Esse papel de grande importância da CIENTEC nas licitações efetuadas no Estado,

garantidor de cumprimento dos contratos realizados com o ente público não mais será exercido,

vez que no mesmo Projeto de Lei que prevê a extinção das Fundações, há previsão expressa de

revogação da norma que instituiu essa obrigação. É impossível avaliar o prejuízo e a insegurança

9 Informação disponível em: http://www.cientec.rs.gov.br/?model=conteudo&menu=110&id=2706

que será gerada à Administração Pública em razão da falta de verificação da qualidade de

materiais a serem empregados em obras licitadas, como por exemplo, na construção de estradas.

Este é apenas um dos exemplos relativo às Fundações, que permite demonstrar que

não é razoável que os Parlamentares decidam, em apenas trinta dias, sobre a extinção de

entidades sobre as quais sequer possuem informações.

Mesmo que solicitassem a todas as entidades envolvidas no Pacote as devidas

informações, não haveria prazo hábil para as análises relativas à sua atuação; os estudos

referentes às vantagens oferecidas ao Estado e à sociedade, bem como, as consequências

geradas pela sua extinção.

4. Busca de outras soluções possíveis.

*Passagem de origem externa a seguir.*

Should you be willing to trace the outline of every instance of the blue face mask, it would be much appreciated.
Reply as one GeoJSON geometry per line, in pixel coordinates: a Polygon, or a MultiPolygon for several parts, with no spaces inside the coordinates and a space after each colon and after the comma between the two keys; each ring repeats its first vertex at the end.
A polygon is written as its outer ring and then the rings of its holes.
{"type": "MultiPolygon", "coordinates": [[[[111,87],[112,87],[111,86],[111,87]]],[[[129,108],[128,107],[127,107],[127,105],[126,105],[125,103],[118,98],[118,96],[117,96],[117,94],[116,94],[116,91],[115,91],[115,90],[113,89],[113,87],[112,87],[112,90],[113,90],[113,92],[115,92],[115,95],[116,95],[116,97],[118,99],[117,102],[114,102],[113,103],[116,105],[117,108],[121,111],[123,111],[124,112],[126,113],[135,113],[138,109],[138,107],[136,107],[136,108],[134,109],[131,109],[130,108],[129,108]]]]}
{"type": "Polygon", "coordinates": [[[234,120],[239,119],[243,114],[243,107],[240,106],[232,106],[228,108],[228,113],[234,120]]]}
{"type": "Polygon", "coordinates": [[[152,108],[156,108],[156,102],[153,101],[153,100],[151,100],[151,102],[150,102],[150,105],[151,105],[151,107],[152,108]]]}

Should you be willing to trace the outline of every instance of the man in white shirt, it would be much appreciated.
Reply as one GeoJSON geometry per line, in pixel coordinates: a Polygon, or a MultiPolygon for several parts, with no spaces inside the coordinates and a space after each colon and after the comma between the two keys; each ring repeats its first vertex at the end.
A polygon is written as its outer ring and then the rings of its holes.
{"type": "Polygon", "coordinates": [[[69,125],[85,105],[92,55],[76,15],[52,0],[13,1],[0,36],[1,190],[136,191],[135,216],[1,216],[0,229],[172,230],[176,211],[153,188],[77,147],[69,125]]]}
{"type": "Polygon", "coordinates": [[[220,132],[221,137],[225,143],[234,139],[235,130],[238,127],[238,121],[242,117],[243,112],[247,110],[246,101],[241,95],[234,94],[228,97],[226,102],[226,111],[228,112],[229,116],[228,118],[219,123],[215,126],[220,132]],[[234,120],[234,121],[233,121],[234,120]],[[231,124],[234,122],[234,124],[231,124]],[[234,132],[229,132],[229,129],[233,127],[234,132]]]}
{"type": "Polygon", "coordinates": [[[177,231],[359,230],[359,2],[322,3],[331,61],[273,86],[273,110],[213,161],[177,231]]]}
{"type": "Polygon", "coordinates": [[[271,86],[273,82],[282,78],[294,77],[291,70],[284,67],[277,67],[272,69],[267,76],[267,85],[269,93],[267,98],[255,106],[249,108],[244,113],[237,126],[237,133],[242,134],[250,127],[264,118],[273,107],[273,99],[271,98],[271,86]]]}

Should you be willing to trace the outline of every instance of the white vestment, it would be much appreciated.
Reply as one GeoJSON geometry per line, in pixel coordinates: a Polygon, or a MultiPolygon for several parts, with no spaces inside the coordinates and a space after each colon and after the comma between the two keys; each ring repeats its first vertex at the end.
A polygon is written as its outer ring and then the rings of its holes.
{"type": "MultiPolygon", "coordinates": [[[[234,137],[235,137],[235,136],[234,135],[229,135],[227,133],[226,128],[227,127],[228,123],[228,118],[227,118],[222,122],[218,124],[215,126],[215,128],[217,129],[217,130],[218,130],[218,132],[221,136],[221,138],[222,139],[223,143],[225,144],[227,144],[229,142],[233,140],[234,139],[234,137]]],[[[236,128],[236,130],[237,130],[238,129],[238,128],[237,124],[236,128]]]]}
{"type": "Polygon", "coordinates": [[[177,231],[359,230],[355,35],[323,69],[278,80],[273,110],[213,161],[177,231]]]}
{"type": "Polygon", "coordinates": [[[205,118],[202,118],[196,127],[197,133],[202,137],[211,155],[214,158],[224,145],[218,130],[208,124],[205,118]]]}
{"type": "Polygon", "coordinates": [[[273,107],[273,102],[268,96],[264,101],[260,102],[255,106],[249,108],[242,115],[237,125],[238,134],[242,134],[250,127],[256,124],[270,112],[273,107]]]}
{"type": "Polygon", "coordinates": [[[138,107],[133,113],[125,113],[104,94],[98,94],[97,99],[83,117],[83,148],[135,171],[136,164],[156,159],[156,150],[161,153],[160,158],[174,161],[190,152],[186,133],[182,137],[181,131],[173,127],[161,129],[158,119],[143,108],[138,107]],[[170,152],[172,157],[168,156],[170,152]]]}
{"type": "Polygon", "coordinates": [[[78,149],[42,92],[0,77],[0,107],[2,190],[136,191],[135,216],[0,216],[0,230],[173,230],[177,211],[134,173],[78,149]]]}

Análise de incentivos fiscais. Falta de

transparência das informações financeiras

Há soluções financeiras diferentes das propostas pelo Governador, sem que haja a

necessidade de dilapidação de empresas públicas que prestam serviços essenciais e de

fundações que possuem funções importantes no Estado.

Uma das soluções seria a efetiva fiscalização e controle de incentivos fiscais concedidos

pelo Estado sem os devidos critérios. Em que pese consistam os incentivos em importante ação

para o crescimento econômico do Estado, é indispensável o conhecimento por parte da sociedade

acerca das renúncias realizadas com alicerce em programas de isenção fiscais, como por

exemplo: valores envolvidos nas concessões; o cumprimento das contraprestações decorrentes

dos contratos; retornos em favor do Estado advindos por meio dos incentivos percebidos e as

empresas beneficiadas pelo Estado do Rio Grande do Sul.

Impende ressaltar que nem mesmo para o Tribunal de Contas do Estado – TCE as

informações relativas às concessões a programas de incentivos fiscais são claras, o que fica

evidente nos Relatórios e Pareceres Prévios sobre as Contas do Governador do Estado Exercício

de vários anos. O Relatório do Exercício de 2014 repetiu o teor dos anos anteriores:

A SEFAZ/Subsecretaria da Receita Estadual permanece sem fornecer ao órgão de Controle Externo os valores dos impostos apropriados pelas empresas via renúncia fiscal - 82 - (gastos tributários), muito embora, para estarem aptos a fruírem os benefícios, esses contribuintes tenham firmados Contratos e Termos de Ajustes onde constam direitos e deveres de ambas as partes – (Estado e Contribuintes).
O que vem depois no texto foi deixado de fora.